Bienal na Escola – Águas confluentes em Salvador
O programa Bienal na Escola consiste em uma série de ações, desenvolvidas metodologicamente a partir de oficinas, laboratórios de investigação, educação patrimonial e arte contemporânea. A equipe de educação da Bienal visita escolas da rede pública de ensino para a realização de práticas e conversas na intersecção entre arte contemporânea e educação. Posteriormente, esses grupos são recebidos na Bienal.
Ao longo das itinerâncias da 35ª Bienal – coreografias do impossível, o projeto se desdobra. Nomeado Bienal na Escola – Águas confluentes, as discussões a partir da 35ª Bienal e dos recortes das mostras itinerantes se deslocam para diferentes territórios e construções coletivas. Assim como em São Paulo, após as confluências com a Equipe de Educação da Bienal, os grupos são recebidos na exposição realizada nas instituições parceiras.
Fomos recebidas com um café daqueles que ficam agarrados na memória e enchem a boca com água de vontade. Ajeitamos, com a ajuda de alguns professores, uma grande roda no pátio externo. Depois do lanche, chegaram. A escola inteira estava ali.
Assistimos a alguns vídeos e lançamos poucas perguntas para começar a conversa, daquelas genéricas que fazem as vozes começarem a circular de um jeito tímido. Boa parte ficou em silêncio, o que era de se esperar, estávamos no final do dia deles ali, mas começo da semana, ainda voltariam mais quatro dias consecutivos numa competição entre outras obrigações e outros desejos.
Tudo bem. Se você chegou no terceiro movimento da publicação educativa, vai entender que:
“primeiro eu coçumbo para depois eu cupopiar”1
Na encruzilhada onde nascem encontros, nos esbarramos na esquina do futebol. “Você é Bahia ou Vitória?”. Escutamos. Falamos de Bienal. Escutamos. Eles falaram da exposição que produziram sobre o seu bairro, “nosso povo, nossa terra”. Escutamos, falamos.
Algumas vozes mais tímidas preferiam conversas menores, se dirigiam quase que buscando uma prosa particular no meio da roda.

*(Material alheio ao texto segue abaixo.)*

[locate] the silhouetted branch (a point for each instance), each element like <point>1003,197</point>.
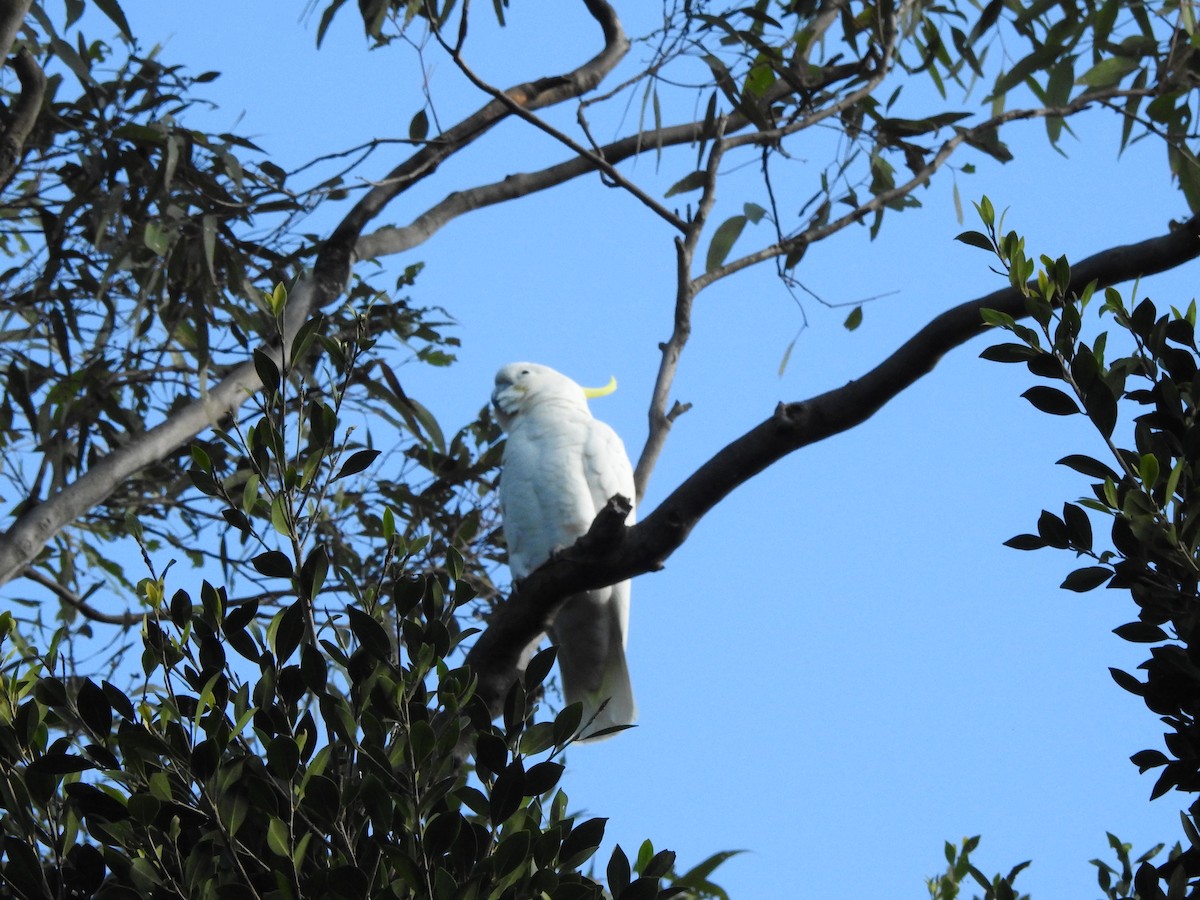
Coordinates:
<point>31,531</point>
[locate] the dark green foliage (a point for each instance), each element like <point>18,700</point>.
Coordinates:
<point>1150,493</point>
<point>305,748</point>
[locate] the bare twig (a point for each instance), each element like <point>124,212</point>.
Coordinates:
<point>31,531</point>
<point>820,232</point>
<point>78,603</point>
<point>647,545</point>
<point>660,420</point>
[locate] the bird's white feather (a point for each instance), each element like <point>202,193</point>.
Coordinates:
<point>561,467</point>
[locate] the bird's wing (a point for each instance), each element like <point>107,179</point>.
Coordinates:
<point>606,467</point>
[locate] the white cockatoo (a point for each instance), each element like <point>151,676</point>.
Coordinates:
<point>559,469</point>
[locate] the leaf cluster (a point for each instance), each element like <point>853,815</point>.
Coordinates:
<point>1143,382</point>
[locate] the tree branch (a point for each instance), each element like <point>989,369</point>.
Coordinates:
<point>685,293</point>
<point>12,16</point>
<point>34,529</point>
<point>647,545</point>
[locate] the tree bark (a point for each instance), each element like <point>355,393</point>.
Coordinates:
<point>609,555</point>
<point>34,529</point>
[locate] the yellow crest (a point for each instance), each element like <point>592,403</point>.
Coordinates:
<point>593,393</point>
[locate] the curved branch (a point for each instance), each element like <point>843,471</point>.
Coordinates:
<point>816,233</point>
<point>341,246</point>
<point>594,562</point>
<point>34,529</point>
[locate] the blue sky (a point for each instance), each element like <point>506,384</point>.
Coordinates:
<point>843,667</point>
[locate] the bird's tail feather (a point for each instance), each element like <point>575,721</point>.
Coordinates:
<point>612,705</point>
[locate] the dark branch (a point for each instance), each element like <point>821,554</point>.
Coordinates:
<point>647,545</point>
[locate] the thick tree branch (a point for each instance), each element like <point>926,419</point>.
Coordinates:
<point>647,545</point>
<point>921,178</point>
<point>340,249</point>
<point>34,529</point>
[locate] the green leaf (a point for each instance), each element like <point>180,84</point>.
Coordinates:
<point>1011,353</point>
<point>357,463</point>
<point>156,239</point>
<point>723,241</point>
<point>1149,471</point>
<point>977,239</point>
<point>370,634</point>
<point>268,371</point>
<point>274,564</point>
<point>1051,400</point>
<point>419,127</point>
<point>113,11</point>
<point>1087,579</point>
<point>1109,71</point>
<point>277,838</point>
<point>1087,466</point>
<point>1140,633</point>
<point>1026,541</point>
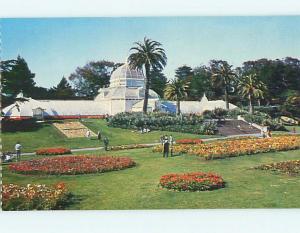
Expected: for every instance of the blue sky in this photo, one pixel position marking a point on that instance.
(54, 47)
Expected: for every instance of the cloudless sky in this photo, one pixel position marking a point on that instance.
(54, 47)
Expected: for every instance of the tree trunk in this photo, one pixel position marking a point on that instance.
(178, 107)
(251, 107)
(226, 98)
(147, 85)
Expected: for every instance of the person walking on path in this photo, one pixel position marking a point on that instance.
(106, 142)
(18, 148)
(166, 147)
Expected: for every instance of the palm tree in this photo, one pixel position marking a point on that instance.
(222, 75)
(176, 90)
(250, 86)
(148, 55)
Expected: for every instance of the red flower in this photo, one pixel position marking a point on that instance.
(195, 181)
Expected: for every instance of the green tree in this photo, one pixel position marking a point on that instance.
(176, 90)
(148, 55)
(252, 88)
(16, 78)
(88, 79)
(184, 72)
(223, 76)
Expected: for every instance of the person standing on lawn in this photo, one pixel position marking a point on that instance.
(106, 142)
(171, 140)
(166, 147)
(18, 148)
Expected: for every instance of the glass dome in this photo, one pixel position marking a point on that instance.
(126, 77)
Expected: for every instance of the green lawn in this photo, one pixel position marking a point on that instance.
(137, 188)
(49, 136)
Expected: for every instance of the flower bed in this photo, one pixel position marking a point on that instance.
(127, 147)
(289, 167)
(53, 151)
(231, 148)
(189, 141)
(72, 165)
(196, 181)
(33, 197)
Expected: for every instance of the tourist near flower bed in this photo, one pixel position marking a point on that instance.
(34, 197)
(53, 151)
(189, 141)
(72, 165)
(231, 148)
(195, 181)
(289, 167)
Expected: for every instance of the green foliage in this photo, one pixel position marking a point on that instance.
(162, 121)
(149, 55)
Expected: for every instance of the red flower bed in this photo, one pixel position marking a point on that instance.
(34, 197)
(72, 165)
(53, 151)
(189, 141)
(195, 181)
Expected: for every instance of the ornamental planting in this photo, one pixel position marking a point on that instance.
(195, 181)
(72, 165)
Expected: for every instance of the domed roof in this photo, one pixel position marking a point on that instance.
(123, 76)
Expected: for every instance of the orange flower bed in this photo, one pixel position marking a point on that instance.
(189, 141)
(195, 181)
(33, 197)
(53, 151)
(231, 148)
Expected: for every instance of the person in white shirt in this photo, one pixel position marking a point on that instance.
(18, 148)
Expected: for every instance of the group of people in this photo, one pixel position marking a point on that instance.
(167, 143)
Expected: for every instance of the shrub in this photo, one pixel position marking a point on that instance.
(189, 141)
(34, 197)
(195, 181)
(72, 165)
(289, 167)
(53, 151)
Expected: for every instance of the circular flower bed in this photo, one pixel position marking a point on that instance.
(291, 167)
(72, 165)
(53, 151)
(195, 181)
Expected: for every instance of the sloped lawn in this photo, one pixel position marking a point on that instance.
(137, 187)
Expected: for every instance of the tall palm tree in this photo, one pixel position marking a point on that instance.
(223, 75)
(148, 55)
(176, 90)
(252, 88)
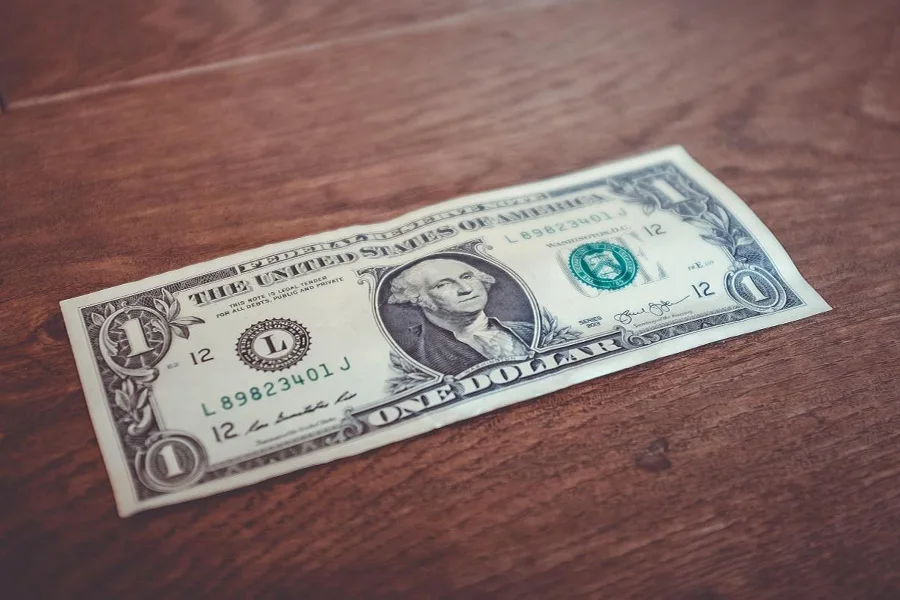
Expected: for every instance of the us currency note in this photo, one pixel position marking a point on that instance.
(229, 372)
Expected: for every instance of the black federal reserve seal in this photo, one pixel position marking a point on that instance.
(273, 344)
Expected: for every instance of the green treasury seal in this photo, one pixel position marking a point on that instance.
(603, 266)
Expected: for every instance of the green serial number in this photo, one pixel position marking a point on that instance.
(273, 388)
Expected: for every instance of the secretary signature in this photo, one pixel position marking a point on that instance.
(657, 309)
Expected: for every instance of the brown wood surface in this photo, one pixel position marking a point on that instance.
(766, 466)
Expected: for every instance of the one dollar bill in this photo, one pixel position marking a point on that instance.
(232, 371)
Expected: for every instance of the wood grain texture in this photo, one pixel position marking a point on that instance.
(50, 47)
(761, 467)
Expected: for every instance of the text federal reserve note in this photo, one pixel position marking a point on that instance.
(229, 372)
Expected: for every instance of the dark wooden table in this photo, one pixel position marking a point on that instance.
(139, 137)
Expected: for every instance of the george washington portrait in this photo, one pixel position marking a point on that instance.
(451, 312)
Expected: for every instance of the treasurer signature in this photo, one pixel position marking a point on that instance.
(657, 309)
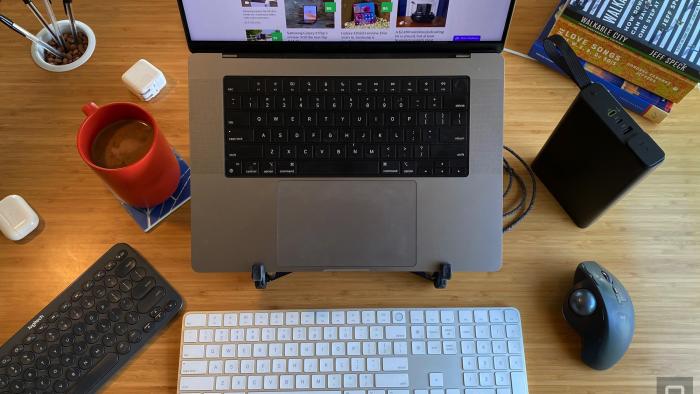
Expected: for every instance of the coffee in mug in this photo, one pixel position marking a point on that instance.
(121, 143)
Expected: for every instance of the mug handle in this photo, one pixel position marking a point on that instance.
(90, 108)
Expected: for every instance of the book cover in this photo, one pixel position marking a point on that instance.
(666, 32)
(632, 97)
(633, 68)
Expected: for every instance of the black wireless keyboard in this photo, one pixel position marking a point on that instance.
(87, 333)
(346, 126)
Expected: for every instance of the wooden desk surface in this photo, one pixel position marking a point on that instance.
(651, 240)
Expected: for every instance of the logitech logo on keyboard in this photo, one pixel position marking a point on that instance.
(35, 322)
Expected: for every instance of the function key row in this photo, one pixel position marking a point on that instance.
(376, 85)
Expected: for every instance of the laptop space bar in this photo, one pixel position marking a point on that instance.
(330, 168)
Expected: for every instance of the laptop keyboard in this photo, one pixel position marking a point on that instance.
(346, 127)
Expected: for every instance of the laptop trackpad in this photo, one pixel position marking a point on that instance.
(346, 224)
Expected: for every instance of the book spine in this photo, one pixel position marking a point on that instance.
(608, 55)
(655, 110)
(675, 63)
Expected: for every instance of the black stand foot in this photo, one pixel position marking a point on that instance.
(261, 277)
(439, 278)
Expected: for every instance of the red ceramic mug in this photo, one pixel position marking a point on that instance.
(145, 183)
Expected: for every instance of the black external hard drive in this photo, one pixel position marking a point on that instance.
(596, 154)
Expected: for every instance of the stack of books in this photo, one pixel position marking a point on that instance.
(645, 52)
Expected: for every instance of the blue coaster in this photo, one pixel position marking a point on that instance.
(148, 218)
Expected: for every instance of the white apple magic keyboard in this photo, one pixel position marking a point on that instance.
(359, 351)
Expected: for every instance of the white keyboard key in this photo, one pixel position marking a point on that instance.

Deixamos seguir. Ficaram instigados com a possibilidade de visitar o MAM-BA, em Salvador. Instigados com o Quilombo onde as pessoas cupopiam, com vasos que carregam poesia conectando territórios diferentes, com o im/possível nas coreografias.
Depois do encontro na escola, o Centro Educacional Municipal Professora Ana Judite de Araújo Melo, Lívia Oliveira, professora e diretora nos conduziu pelas ruas de São Braz, quilombo em Santo Amaro (BA). Saímos da escola com a promessa de conhecer o Mangue. Ir encontrar o mangue é re/de/compor um tanto daquilo que se espera. Ele por si já é encontro, já é curva na possibilidade de fim, é como diria Antonio Bispo do Santos, “começo, meio, começo”.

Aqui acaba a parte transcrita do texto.